This book takes the name Ready from the mouths of the women I spoke to, who said about themselves that they started their families when they felt ready, at or after 35. And they thought they were readier than they would have been earlier in their lives.
Key words in that last bit are they and their lives. Other women feel ready earlier, and more power to them. In contrast with the not-so-remote expectation that every woman would start her family in her early twenties, the good news is that now a woman can start her family whenever she (and often her partner) personally feel ready, not on a prescriptive time table set by social convention. Some women don’t want kids at all, though they still want romantic lives, and that is now an option too. “Thank god for birth control,” as one of the women I interviewed put it.
But there are other ways of reading the word Ready–and one way, apparently, sees an implied “readier than thou” take. That’s not the book’s attitude, but perhaps it may seem so on a quick read through. After all, the personal feelings of the women I interviewed were backed up by evidence that women who wait have higher long-term salaries than women with comparable degrees who start their families earlier, by a greater likelihood that later moms will be married or otherwise stably networked (meaning they have help and money), and by evidence that women who start later live longer! Several pieces on the book have understood me to argue that later moms make better moms, or that I’m joining in the fabled War among the Moms (the same war Miriam Peskowitz suggested was a media creation a few years back).
On the contrary, I offered all that info in contrast to the usual negative line we get in the media about later moms (most discussions of later motherhood focus on fertility decline, with no exploration of why so many women choose to delay, let alone of why so many succeed). Fodder for a long-delayed discussion of all the different strategies moms are taking to best provide for their families and themselves in all segments of our often family-hostile world. It could be taken as the basis for an argument against starting earlier–if, that is, the whole idea of expanding women’s options were ignored. Or of increasing support for all moms and their kids, and learning from what real women are doing, rather than bossing them around.
In my book, we’ve had enough of that bossing. At long last women begin to get to write their life stories by their own lights. And they don’t all tell the same tale. This book happens to be about the radically new story of women who start their families much later than their mothers did. Of course there are other stories too.
Nor do women today write their stories in a world where everybody gets equal opportunity. For many moms, starting families later provides an effective shadow benefits system–higher salaries and more clout to negotiate family friendly schedules at work. In the current environment, waiting for these benefits makes sense for many women (though that’s not the only reason women wait–see post below). For most women, education is also part of the story behind delay. But those aren’t the only factors that determine whether a woman feels ready for family. And readiness isn’t always required for a happy family–lots of people turn unplanned pregnancies into something wonderful. After all, that was pretty much the way of the world until 1960. But there were a lot of drawbacks to the old way–for many. Nowadays, we can choose when and if we start our families. And readiness, however we define it for ourselves, becomes an important part of that decision-making process.

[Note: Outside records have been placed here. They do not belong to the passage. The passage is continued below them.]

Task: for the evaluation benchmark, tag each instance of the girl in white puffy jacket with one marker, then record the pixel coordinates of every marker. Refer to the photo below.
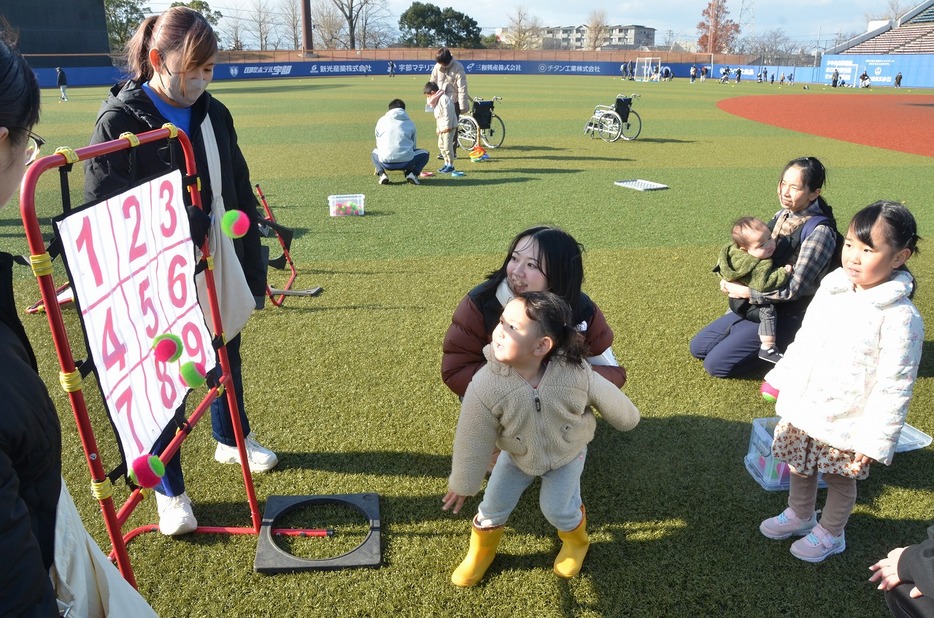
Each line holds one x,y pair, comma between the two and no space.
846,381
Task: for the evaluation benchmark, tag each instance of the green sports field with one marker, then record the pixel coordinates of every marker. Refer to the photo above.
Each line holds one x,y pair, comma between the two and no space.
345,387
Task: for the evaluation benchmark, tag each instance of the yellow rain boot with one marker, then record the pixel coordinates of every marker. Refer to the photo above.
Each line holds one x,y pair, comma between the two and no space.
483,544
574,548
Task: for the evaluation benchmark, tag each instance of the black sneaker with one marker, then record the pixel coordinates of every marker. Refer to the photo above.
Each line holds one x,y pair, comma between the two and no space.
771,355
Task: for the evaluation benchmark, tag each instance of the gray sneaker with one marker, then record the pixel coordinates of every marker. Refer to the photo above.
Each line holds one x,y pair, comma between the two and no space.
771,355
787,524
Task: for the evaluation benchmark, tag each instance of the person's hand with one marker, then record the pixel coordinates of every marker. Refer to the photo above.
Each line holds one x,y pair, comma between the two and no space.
734,290
886,572
454,500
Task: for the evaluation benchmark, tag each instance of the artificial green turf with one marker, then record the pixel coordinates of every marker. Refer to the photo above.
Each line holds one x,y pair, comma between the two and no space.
346,386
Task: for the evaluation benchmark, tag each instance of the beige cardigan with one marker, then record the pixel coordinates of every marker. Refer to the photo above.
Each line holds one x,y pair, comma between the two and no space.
542,429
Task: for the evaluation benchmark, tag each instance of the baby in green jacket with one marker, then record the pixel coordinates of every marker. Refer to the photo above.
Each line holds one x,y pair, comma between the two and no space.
749,260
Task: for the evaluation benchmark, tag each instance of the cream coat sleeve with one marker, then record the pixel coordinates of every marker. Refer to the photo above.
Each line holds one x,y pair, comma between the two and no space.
613,404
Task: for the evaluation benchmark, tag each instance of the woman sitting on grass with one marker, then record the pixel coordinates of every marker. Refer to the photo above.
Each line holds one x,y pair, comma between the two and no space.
541,258
532,399
730,344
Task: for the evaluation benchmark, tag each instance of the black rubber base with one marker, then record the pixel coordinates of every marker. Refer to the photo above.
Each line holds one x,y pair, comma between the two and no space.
271,559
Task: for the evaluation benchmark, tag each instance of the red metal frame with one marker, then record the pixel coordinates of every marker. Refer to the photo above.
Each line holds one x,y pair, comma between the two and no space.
114,520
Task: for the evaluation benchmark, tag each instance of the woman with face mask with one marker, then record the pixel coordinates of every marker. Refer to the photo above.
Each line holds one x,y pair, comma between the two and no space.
171,62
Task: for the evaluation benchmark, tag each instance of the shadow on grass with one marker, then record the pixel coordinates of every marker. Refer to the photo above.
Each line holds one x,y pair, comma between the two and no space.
534,148
578,158
660,140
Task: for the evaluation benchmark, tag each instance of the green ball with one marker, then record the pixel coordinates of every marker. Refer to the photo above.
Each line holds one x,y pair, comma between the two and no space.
192,374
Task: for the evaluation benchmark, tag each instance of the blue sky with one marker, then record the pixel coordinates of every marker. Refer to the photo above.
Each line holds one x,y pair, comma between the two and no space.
801,20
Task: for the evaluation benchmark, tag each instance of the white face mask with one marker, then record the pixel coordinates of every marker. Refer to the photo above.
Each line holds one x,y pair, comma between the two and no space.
183,92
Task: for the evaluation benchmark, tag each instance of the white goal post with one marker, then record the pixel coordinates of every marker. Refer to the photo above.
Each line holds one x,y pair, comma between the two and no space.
645,67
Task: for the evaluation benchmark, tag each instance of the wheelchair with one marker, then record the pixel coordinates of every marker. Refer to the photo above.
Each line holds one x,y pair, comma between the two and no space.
481,127
610,122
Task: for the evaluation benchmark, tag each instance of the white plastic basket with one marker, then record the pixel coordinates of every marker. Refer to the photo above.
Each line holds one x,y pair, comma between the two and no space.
346,205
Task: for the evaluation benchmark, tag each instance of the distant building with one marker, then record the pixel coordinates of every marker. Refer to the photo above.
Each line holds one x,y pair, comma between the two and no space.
616,37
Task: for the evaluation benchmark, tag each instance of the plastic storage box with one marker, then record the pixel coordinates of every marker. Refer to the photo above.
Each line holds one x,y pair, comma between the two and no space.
344,205
772,474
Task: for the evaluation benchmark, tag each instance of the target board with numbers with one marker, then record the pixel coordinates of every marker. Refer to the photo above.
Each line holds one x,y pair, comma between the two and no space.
131,263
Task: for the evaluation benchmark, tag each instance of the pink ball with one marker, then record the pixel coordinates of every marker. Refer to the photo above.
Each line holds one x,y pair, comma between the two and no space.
768,392
235,223
147,471
167,348
192,374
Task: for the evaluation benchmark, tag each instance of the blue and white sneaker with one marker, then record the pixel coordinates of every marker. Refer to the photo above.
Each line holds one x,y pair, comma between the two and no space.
818,544
787,524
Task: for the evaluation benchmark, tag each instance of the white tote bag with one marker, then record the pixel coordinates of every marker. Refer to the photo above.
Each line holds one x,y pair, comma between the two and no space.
233,293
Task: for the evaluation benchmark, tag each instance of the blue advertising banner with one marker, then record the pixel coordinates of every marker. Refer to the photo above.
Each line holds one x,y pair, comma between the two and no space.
917,70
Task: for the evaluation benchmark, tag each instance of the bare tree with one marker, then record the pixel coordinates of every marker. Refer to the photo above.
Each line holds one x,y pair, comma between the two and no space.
524,30
597,29
374,29
352,12
259,23
718,33
233,30
290,21
327,25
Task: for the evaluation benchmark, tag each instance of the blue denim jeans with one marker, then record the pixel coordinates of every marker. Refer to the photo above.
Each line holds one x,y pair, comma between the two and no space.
559,498
415,166
173,483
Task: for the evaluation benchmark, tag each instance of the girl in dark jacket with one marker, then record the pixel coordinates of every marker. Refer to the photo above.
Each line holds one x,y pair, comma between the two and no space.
171,62
30,435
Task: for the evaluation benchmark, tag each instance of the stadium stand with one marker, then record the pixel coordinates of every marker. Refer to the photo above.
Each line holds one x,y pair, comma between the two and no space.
913,34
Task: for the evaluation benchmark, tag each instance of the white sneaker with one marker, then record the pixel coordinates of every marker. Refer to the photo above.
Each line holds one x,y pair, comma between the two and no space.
261,458
175,514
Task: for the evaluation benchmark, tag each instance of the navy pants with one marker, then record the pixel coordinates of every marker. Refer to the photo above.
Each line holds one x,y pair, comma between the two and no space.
729,345
173,483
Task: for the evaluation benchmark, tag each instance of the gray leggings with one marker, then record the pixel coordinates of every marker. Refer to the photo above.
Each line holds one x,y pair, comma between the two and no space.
559,498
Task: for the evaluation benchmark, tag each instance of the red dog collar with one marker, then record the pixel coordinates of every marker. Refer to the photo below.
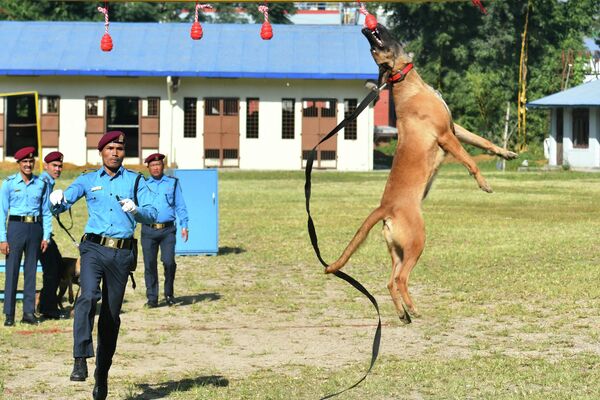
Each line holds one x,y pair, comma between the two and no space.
399,76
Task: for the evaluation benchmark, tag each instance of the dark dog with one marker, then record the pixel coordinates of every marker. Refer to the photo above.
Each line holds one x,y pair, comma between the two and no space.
426,134
70,276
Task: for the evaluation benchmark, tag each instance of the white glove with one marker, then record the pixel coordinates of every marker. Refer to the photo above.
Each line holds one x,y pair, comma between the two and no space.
128,206
57,197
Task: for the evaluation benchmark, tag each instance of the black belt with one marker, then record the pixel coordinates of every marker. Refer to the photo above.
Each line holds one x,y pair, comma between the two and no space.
29,219
106,241
162,225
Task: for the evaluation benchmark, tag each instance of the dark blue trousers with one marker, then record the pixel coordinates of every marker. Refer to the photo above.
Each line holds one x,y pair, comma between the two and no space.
110,267
22,238
51,261
152,239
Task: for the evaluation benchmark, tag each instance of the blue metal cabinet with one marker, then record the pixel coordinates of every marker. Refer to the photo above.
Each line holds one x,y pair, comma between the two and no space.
201,195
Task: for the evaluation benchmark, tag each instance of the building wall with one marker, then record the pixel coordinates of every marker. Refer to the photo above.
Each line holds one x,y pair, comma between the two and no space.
268,151
577,157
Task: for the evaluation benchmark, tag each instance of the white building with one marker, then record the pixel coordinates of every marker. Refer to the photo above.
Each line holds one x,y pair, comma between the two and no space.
227,100
574,138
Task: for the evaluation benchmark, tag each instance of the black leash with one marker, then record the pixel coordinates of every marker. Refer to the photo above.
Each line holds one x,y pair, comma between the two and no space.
64,228
313,233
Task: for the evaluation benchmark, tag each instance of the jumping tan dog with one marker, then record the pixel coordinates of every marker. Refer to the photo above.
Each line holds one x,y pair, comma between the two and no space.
70,275
426,134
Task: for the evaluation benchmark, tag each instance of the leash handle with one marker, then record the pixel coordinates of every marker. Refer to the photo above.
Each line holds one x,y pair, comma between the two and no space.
312,232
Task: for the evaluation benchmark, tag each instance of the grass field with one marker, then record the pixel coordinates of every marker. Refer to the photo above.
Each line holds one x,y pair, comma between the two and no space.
507,287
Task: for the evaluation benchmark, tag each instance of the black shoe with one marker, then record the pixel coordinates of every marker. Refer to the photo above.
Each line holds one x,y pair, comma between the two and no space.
10,320
100,391
151,304
54,315
30,318
79,373
170,300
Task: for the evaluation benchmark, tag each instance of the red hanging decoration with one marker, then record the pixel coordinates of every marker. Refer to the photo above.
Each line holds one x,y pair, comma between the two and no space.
196,32
106,42
266,31
478,3
370,20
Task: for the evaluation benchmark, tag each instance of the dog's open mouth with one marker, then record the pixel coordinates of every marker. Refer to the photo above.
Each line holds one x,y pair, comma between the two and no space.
374,38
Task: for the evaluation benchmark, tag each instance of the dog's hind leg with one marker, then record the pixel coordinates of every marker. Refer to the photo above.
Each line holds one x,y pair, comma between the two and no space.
396,254
450,143
412,242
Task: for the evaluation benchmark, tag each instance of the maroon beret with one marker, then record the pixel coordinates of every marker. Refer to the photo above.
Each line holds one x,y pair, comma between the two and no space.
112,136
154,157
25,152
53,156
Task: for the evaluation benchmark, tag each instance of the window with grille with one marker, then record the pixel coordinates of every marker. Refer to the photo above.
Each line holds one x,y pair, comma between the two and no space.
91,106
52,104
350,128
287,119
559,125
230,153
211,153
230,107
328,108
581,127
328,155
212,107
251,119
153,106
189,116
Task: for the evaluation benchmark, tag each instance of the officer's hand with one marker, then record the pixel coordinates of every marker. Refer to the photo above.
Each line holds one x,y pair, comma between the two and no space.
184,234
128,206
57,197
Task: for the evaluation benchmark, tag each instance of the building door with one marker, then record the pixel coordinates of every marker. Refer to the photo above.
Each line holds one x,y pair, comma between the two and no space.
221,132
319,117
123,114
559,136
21,126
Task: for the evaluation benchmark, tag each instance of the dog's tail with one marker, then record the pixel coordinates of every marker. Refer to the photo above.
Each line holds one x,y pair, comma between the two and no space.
375,216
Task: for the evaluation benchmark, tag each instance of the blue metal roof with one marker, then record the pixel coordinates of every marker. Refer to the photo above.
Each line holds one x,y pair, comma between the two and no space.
585,95
157,49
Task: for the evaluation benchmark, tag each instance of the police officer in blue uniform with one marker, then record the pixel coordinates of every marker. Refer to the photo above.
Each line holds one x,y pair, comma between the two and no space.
51,259
24,200
169,203
116,199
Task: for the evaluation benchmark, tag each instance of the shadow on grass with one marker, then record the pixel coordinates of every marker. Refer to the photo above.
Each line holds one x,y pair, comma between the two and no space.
187,300
231,250
162,390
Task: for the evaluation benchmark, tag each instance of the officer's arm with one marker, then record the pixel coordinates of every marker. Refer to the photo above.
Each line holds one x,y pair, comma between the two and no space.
180,207
73,193
4,205
146,212
46,213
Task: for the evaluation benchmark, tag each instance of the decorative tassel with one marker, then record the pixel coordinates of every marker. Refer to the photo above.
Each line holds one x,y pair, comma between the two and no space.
370,20
106,42
266,31
196,32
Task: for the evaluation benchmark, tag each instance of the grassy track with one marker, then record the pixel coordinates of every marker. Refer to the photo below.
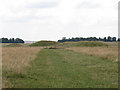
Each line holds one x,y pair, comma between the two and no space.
59,68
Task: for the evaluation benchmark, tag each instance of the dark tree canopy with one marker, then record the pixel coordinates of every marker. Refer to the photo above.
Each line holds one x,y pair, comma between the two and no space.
11,40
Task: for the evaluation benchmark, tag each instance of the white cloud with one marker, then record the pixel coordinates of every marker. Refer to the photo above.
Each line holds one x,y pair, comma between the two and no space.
53,19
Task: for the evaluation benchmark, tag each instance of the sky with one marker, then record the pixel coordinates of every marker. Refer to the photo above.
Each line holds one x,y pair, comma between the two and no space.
34,20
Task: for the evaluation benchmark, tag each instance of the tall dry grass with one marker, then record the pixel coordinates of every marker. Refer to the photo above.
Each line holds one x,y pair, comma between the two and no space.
110,53
15,59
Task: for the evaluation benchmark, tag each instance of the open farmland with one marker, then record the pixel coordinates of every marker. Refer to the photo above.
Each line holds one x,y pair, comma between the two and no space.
73,66
16,59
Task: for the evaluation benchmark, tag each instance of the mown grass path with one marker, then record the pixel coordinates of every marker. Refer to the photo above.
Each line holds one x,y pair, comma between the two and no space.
59,68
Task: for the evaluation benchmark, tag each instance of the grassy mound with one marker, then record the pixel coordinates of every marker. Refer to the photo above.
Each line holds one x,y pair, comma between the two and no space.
43,43
84,44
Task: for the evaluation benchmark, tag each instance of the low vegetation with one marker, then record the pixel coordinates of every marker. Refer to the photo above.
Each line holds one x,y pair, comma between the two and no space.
74,65
110,53
44,43
84,44
59,68
15,59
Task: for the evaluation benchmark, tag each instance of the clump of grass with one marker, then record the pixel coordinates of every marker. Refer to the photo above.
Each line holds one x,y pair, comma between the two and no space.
14,45
110,53
15,59
85,44
43,43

But the fact that delaying family links to increased benefits raises the follow-up question: Why aren’t those benefits available to everybody? Why should women have to wait for family in order to get a decent wage, health benefits and some time to spend with their kids?
Why that’s so now, I’d argue, has much to do with the low status that women have had til recently in the work world–and our change in status is linked in some measure to the rise in the delay phenom. But the scene is nothing if not dynamic. It seems possible that the trickle up of women into the upper ranks of business may soon lead to a trickle down of straightforward (not shadowy) family-friendly benefits to women (and men) and their families at all levels of society and regardless of their age at first birth. If we can get it together to recognize that all our nation’s kids are essential to our common future–rather than taking the view that “it’s your family, it’s your problem,” we’ll be moving toward real positive change. We’re already farther down that road than ever before, though there remains a good way still to go.